Haskell list comprehension to color states

I am reading the book Seven Languages in Seven Weeks, by Bruce A. Tate, and my current chapter is on Haskell. This language is very different from what I am used to but I am definitely seeing its allure, with clean design and powerful expression.

An especially interesting feature is list comprehension. I have touched on something similar in Python before but one example homework really drove home the point for me and I wanted to share this epiphany.

Basically it looks like this.

[x * 2 | x <- [1, 2, 3, 4, 5, 6]]
>> [2, 4, 6, 8, 10, 12]

That reads out something like: “Iterate through the list of 1, 2, 3, etc. For each value, put that into x and then evaluate the expression x * 2. Take each evaluation and build a list of that”. The result being that list from 2 to 12.

You can add guards (conditions) to this comprehension as well. Let us try adding even x to make sure no odd number is being passed on to x.

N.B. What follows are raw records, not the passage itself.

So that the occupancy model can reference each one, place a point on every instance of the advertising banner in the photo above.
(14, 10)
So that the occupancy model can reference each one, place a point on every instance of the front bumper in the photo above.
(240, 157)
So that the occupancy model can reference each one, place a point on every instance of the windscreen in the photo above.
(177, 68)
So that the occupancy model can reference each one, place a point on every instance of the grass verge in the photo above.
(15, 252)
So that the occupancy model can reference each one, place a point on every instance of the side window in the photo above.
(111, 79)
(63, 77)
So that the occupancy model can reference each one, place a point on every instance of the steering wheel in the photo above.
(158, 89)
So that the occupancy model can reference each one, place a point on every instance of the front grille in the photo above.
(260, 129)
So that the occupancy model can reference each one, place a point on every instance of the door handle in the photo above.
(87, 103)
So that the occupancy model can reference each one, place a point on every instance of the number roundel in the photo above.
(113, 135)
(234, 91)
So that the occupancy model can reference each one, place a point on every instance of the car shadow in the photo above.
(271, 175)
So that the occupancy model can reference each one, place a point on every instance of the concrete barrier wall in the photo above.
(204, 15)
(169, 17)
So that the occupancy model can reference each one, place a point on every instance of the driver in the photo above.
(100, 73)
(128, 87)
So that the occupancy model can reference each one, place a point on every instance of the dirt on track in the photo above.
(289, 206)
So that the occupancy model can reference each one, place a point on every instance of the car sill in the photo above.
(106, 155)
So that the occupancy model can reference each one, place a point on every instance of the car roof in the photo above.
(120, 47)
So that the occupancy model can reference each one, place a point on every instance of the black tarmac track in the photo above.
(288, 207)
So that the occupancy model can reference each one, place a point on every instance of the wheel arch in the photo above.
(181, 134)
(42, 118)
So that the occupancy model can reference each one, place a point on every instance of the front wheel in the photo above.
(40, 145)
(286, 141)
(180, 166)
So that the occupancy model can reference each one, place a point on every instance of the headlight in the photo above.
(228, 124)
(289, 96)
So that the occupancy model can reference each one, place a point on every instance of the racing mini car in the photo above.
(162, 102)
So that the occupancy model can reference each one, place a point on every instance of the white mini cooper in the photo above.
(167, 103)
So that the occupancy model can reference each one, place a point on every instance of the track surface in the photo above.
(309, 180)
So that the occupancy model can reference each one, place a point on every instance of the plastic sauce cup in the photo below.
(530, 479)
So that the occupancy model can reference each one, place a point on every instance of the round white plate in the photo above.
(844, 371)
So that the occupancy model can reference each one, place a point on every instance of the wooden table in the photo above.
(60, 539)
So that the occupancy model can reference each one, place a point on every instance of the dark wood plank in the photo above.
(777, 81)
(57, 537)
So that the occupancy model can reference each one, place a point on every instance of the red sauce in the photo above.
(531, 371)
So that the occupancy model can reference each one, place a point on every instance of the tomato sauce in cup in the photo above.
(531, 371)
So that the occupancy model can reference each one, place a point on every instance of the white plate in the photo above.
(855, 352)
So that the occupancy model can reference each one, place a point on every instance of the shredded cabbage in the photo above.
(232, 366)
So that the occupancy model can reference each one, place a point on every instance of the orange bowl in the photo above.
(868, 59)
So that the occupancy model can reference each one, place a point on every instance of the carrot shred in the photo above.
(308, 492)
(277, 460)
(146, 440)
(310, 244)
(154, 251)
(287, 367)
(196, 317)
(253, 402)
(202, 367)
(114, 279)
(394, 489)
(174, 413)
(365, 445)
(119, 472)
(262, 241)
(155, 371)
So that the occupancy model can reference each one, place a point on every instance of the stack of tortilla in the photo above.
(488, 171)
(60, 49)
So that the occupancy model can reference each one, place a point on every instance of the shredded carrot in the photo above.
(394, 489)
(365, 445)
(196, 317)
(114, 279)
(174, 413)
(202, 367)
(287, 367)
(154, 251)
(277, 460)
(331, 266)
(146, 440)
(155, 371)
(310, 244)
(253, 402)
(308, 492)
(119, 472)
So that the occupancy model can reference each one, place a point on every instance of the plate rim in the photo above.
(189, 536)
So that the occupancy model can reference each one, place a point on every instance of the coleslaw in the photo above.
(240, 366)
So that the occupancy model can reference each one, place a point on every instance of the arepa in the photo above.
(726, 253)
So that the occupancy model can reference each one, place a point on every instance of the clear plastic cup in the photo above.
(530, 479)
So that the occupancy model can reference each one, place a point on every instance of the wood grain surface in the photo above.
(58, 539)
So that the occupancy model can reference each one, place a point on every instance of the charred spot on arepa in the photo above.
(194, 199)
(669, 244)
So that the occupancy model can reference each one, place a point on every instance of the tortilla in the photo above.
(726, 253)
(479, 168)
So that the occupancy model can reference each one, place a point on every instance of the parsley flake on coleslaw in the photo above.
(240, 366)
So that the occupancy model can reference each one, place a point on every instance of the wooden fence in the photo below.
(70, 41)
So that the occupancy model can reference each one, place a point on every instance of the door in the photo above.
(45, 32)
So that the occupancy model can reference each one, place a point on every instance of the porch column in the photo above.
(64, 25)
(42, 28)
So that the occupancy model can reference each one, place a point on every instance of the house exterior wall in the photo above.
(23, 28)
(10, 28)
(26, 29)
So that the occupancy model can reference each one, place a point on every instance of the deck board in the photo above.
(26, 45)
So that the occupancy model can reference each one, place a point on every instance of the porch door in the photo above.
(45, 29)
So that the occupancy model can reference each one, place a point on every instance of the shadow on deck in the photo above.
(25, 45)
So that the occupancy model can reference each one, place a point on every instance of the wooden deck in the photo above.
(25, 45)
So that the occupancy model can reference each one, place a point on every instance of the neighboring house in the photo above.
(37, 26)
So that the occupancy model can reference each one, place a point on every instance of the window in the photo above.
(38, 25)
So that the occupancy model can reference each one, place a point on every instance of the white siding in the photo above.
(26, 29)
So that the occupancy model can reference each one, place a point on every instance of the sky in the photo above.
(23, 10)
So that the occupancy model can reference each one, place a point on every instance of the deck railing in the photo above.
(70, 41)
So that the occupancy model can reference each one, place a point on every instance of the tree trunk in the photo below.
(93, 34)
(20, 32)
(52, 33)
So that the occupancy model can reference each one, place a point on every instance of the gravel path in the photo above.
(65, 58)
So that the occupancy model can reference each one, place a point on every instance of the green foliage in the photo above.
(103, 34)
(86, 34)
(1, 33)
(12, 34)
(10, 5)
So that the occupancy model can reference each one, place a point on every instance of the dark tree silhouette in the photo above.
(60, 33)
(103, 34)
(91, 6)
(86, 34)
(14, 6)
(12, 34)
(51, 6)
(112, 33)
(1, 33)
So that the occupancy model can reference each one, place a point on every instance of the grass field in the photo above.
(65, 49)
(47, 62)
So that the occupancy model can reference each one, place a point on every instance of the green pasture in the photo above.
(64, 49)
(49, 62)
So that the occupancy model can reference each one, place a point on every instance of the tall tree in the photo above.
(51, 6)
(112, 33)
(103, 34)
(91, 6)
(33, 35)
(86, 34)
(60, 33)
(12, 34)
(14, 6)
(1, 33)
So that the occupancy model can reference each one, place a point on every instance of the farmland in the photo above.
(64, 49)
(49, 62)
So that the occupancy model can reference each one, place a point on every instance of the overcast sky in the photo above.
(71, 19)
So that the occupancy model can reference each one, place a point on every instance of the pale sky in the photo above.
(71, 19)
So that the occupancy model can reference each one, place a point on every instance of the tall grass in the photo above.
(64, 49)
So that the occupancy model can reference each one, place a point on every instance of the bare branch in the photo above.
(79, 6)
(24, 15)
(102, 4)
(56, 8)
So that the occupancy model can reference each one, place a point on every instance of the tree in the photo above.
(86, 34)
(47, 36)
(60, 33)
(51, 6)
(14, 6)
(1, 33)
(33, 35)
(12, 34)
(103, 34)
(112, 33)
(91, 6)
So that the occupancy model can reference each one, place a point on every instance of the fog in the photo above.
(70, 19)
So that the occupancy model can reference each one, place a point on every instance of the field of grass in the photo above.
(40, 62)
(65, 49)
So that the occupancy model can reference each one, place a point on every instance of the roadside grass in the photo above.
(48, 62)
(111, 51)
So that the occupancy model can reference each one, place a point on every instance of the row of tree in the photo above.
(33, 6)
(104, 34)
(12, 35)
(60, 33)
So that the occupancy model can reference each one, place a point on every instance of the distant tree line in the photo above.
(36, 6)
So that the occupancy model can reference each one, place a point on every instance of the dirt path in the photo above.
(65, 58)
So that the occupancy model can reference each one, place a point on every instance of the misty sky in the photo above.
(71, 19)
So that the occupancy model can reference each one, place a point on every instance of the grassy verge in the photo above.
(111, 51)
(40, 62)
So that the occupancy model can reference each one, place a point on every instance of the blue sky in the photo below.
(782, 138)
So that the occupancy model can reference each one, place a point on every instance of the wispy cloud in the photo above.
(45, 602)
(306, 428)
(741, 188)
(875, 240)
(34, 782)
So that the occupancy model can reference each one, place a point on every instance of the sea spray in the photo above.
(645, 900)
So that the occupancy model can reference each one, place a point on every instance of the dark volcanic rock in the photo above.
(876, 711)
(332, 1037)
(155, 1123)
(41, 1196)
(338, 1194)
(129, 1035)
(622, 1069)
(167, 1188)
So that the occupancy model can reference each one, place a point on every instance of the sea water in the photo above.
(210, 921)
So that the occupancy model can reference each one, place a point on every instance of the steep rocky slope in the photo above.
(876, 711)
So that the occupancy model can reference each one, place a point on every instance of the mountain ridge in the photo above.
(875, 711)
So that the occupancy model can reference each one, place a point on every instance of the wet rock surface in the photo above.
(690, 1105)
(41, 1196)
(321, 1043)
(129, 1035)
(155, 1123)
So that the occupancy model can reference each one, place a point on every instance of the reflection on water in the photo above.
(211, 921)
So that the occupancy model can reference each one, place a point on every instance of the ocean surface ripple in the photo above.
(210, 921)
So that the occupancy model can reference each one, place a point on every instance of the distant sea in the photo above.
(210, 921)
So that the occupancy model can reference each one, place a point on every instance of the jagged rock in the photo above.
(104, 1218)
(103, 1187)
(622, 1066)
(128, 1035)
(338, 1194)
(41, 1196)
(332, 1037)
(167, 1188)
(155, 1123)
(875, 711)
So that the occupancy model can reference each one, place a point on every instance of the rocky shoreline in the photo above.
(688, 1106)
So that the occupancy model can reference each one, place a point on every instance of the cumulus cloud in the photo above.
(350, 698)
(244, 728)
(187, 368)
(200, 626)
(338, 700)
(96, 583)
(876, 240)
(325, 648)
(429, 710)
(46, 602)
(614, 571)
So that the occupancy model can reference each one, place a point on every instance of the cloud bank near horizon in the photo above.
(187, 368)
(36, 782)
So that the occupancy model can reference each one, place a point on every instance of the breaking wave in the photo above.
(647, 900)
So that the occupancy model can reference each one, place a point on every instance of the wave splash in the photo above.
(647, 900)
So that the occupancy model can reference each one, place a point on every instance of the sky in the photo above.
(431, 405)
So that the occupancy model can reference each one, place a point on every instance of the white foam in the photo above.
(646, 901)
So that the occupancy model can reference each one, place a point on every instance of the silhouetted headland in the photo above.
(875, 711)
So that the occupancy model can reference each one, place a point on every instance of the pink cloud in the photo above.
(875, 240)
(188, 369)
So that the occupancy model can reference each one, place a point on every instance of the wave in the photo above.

[x * 2 | x <- [1, 2, 3, 4, 5, 6], even x]
>> [4, 8, 12]

Coloring the states

The homework was to color five different states: Tennessee, Mississippi, Alabama, Georgia and Florida. They are all connected to at least two other states; Alabama being connected to all other states. However you only have three colors and two bordering states must not have the same colors.

List comprehension is really all we need to solve this problem. Have it build a list where all states are assigned a color and then add in guards to make sure the bordering states does not have the same colors.

[(tennessee, mississippi, alabama, georgia, florida) |
    tennessee <- ["red", "blue", "green"],
    mississippi <- ["red", "blue", "green"],
    alabama <- ["red", "blue", "green"],
    georgia <- ["red", "blue", "green"],
    florida <- ["red", "blue", "green"],
    tennessee /= mississippi,
    tennessee /= alabama,
    tennessee /= georgia,
    mississippi /= alabama,
    alabama /= georgia,
    florida /= alabama,
    florida /= georgia]
>> [("red","blue","green","blue","red"), ...]

And that is it! You just explain the problem to Haskell and it is nice enough to solve it for you.